2.2.2.4. L’ethnie et la race

Des études comparatives entre Noirs et Caucasiens ont révélé que le profil lipidique des premiers était protecteur par rapport aux seconds (section 2.3.1.1.4). Toutefois, les Noirs ont des taux plus élevés de morbidité et de mortalité liés aux MCV et au diabète que les Caucasiens [292, 293]. Les Noirs ont, en effet, des concentrations sanguines en triglycérides et en LDL-C plus basses alors que le HDL-C est plus élevé [249, 294-298]. Il en est de même pour la composition corporelle pour laquelle les Noirs ont une masse grasse proportionnellement moins importante que les Caucasiens et, a fortiori, que les Asiatiques [299]. Plusieurs études ont rapporté que les Africains avaient moins de graisse abdominale que les Caucasiens indépendamment du sexe, de l’âge, du gras total et de l’IMC [151, 300]. Dans une étude conduite à Montréal dans laquelle des Noirs haïtiens ont été appariés à des Caucasiens de même âge, de même sexe et de même IMC, [295], les Noirs avaient moins de gras abdominal que les caucasiens pour un même TT. Desprès et al. [124] dans leur étude « HERTAGE » ont rapporté les mêmes conclusions.
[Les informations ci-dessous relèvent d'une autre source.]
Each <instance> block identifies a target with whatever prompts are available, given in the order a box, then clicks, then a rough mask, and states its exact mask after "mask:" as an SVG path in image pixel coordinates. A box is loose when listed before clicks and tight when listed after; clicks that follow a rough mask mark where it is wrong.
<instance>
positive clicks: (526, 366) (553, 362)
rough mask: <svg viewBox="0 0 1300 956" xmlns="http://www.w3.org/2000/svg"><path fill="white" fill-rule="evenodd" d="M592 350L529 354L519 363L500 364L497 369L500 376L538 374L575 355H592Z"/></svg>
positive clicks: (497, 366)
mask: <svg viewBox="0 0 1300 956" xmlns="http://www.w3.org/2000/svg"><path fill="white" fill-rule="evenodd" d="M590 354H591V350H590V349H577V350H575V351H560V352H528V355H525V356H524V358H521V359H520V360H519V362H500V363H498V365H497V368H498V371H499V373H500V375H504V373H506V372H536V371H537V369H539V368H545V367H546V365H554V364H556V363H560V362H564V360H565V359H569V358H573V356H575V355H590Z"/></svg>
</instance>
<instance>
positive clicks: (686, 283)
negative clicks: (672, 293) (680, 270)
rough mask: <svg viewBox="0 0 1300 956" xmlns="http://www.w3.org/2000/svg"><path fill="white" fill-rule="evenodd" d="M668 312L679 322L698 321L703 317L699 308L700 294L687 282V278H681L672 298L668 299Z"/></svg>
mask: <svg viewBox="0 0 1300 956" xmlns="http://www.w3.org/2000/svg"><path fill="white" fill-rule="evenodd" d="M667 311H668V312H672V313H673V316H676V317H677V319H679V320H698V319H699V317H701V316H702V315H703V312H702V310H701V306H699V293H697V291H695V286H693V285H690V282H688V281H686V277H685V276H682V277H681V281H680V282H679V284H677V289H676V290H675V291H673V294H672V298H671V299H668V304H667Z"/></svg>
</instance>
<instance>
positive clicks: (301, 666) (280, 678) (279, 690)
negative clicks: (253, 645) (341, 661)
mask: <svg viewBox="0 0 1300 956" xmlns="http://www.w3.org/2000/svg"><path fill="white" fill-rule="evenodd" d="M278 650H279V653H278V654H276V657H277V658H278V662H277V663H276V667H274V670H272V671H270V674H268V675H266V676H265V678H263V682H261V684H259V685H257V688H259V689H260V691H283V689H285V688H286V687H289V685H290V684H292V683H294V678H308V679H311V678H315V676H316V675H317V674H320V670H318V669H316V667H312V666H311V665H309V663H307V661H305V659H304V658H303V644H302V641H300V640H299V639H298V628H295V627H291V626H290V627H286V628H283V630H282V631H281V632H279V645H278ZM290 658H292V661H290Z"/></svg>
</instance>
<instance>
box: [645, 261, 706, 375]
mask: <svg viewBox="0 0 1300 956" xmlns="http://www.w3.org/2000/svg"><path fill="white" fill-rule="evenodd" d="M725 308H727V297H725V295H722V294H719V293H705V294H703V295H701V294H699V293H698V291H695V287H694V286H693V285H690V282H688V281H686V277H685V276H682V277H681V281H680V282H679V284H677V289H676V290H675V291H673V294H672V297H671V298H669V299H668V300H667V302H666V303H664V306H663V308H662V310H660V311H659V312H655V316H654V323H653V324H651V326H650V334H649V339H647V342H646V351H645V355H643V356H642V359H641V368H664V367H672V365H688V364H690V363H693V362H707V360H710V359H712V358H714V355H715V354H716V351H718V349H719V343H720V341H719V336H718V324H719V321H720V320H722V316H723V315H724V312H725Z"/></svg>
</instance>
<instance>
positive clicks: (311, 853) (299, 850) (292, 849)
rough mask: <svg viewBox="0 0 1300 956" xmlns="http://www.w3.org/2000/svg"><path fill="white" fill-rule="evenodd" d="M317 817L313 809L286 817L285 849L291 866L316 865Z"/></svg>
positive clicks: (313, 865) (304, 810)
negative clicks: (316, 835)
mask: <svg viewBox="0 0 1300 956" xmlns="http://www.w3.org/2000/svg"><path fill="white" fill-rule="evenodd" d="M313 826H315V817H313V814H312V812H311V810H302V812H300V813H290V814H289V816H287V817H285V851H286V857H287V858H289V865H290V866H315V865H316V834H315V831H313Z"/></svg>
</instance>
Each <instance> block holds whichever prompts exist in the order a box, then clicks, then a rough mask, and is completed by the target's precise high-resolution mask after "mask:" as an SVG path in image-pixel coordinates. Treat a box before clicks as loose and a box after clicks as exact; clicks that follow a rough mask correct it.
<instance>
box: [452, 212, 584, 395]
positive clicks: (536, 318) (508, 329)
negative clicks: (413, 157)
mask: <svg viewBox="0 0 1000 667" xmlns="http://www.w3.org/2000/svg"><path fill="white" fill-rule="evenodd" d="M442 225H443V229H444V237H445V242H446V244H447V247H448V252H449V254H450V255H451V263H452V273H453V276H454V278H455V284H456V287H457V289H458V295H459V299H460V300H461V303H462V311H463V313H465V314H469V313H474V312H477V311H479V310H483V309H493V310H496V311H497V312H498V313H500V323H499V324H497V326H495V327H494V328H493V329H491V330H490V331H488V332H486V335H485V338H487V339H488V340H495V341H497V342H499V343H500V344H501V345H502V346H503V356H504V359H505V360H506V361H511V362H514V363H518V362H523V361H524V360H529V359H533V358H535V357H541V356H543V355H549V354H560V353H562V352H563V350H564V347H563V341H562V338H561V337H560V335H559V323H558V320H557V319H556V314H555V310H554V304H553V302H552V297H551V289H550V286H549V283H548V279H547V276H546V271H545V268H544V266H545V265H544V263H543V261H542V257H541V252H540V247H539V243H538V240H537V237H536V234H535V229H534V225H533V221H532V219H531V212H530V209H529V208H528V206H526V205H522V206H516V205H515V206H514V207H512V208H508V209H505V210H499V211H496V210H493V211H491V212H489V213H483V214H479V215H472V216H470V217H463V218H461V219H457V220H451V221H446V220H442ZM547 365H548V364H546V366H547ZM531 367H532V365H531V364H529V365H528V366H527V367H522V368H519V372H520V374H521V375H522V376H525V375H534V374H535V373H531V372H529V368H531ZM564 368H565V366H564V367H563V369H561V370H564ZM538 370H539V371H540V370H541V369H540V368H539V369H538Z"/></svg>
Ces résultats confirment qu’il existe des

spécificités raciales et ethniques par rapport aux facteurs de RCM et amènent à se poser des questions sur les seuils dérivés des Caucasiens utilisés pour définir l’obésité abdominale chez les Noirs africains. En Afrique du Sud et aux États Unis d’Amérique, des études ont rapporté que l’obésité abdominale était plus étroitement associée au diabète chez les noirs et aux dyslipidémies chez les Caucasiens [301, 302]. D’autres études ont observé que les Africains ou leurs descendants avaient une TA plus élevée que les Caucasiens [29, 295, 296, 303, 304]. Ceci s’expliquerait en partie par un phénotype sensible au sel retrouvé chez les Noirs [65].

L'étude de Bogalusa a rapporté que parmi des sujets avec une histoire familiale de diabète, les Afro-américains étaient plus IR et intolérants au glucose que les Caucasiens, qui eux présentaient plutôt un profil lipidique plus athérogène [305]. Karim et al. [306] ont observé des spécificités génétiques chez les Noirs qui expliqueraient leur susceptibilité plus grande à l’IR que les Caucasiens. Plusieurs études ont rapporté que l’IR était associée au ratio triglycérides/HDL-cholestérol, au moins chez les Caucasiens [307, 308] (section 2.3.1.1.2.). Cependant, ce ratio ne semble pas être un marqueur d’IR chez les Afro- américains [142]. Reiman et al. [298] ont observé que la susceptibilité à l’IR chez les Caucasiens et chez les Noirs ne relevait pas de la même physiopathologie selon que les sujets sont de poids normal ou obèse.